Sorry this is so long! But I had to get some of that out of my brain and into a place where I can come back and read it again if I feel like I need some encouragement. I mentioned yesterday about reading about a link between a vegan diet and an eating disorder - some clinicians believe that an ED patient will go vegan to have a reason for eliminating entire food groups, and it becomes it's own way of food obsessing, as opposed to recovering. I had been doing much better with my old demons, but then I got so caught up in wanting to do McDougall *exactly right* that I created all sorts of rules like I would have done years ago, when *no such rules existed*.
I let the fact that I was eliminating meat, dairy, and oil throw me back into olden days when I was systematically obsessed with my food, even though it had been a relatively long time since then. I found a parallel developing - reading every label to make sure there is no oil started to trigger old patterns where I would arbitrarily limit some thing or another, or try figuring out which potato chips brands had the biggest serving sizes. I really didn't know I was doing it until a few days ago, there's no denying it. I simply can't let this negativity creep into what is the healthiest way I've ever eaten, into a program that is so simple! I now have my oil-free versions of things in regular rotation, so it's just a matter of checking occasionally to make sure they are still compliant, not every time I shop.

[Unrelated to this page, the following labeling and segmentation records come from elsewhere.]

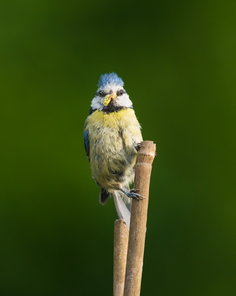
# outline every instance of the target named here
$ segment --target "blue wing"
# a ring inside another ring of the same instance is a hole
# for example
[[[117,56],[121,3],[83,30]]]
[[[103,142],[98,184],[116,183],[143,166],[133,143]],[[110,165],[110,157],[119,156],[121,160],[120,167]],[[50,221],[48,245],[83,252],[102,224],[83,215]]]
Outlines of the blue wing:
[[[88,139],[88,134],[89,131],[88,129],[86,130],[84,130],[83,131],[83,140],[84,141],[84,148],[85,148],[85,151],[86,152],[86,155],[87,157],[90,162],[90,158],[89,155],[89,140]]]

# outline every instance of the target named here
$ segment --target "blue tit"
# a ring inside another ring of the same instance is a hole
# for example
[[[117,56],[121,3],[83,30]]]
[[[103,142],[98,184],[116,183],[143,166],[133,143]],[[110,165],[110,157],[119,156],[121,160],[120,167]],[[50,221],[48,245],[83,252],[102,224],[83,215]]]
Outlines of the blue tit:
[[[112,194],[118,215],[129,229],[137,151],[142,141],[132,102],[115,73],[102,75],[84,125],[84,147],[93,178],[101,188],[99,202]]]

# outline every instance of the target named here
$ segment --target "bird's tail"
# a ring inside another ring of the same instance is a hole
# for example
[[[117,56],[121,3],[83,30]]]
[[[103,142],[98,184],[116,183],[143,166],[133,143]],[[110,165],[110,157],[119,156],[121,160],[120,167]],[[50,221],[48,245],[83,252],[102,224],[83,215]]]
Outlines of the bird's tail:
[[[125,189],[129,192],[129,188]],[[114,190],[112,195],[119,218],[124,219],[129,230],[132,199],[119,190]]]

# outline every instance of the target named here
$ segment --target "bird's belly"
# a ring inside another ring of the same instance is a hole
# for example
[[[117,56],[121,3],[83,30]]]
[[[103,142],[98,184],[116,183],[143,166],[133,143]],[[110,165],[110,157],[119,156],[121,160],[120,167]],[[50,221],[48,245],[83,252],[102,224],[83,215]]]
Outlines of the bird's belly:
[[[137,141],[133,135],[128,131],[109,127],[98,129],[90,148],[94,178],[108,190],[128,185],[134,176]]]

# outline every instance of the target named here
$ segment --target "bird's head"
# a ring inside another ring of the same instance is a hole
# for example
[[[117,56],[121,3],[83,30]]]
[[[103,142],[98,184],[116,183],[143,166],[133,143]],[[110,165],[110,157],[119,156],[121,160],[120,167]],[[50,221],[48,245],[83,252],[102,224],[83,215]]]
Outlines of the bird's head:
[[[114,72],[101,75],[97,85],[98,89],[91,105],[93,109],[106,111],[132,107],[132,102],[123,88],[122,79]]]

So! No more making food lists, no more being married to 1400 calories, and no more jumping on the scale every day. There, it's written out for posterity. I think I would probably have been a prime candidate for the 10-Day Intensive if I wasn't trying to live off a disability salary. I could have probably learned a lot of this stuff from the very beginning instead of trying to figure it out of a disordered brain along the way!
To all those who read my journal, thanks for your patience! I really am trying hard to get better.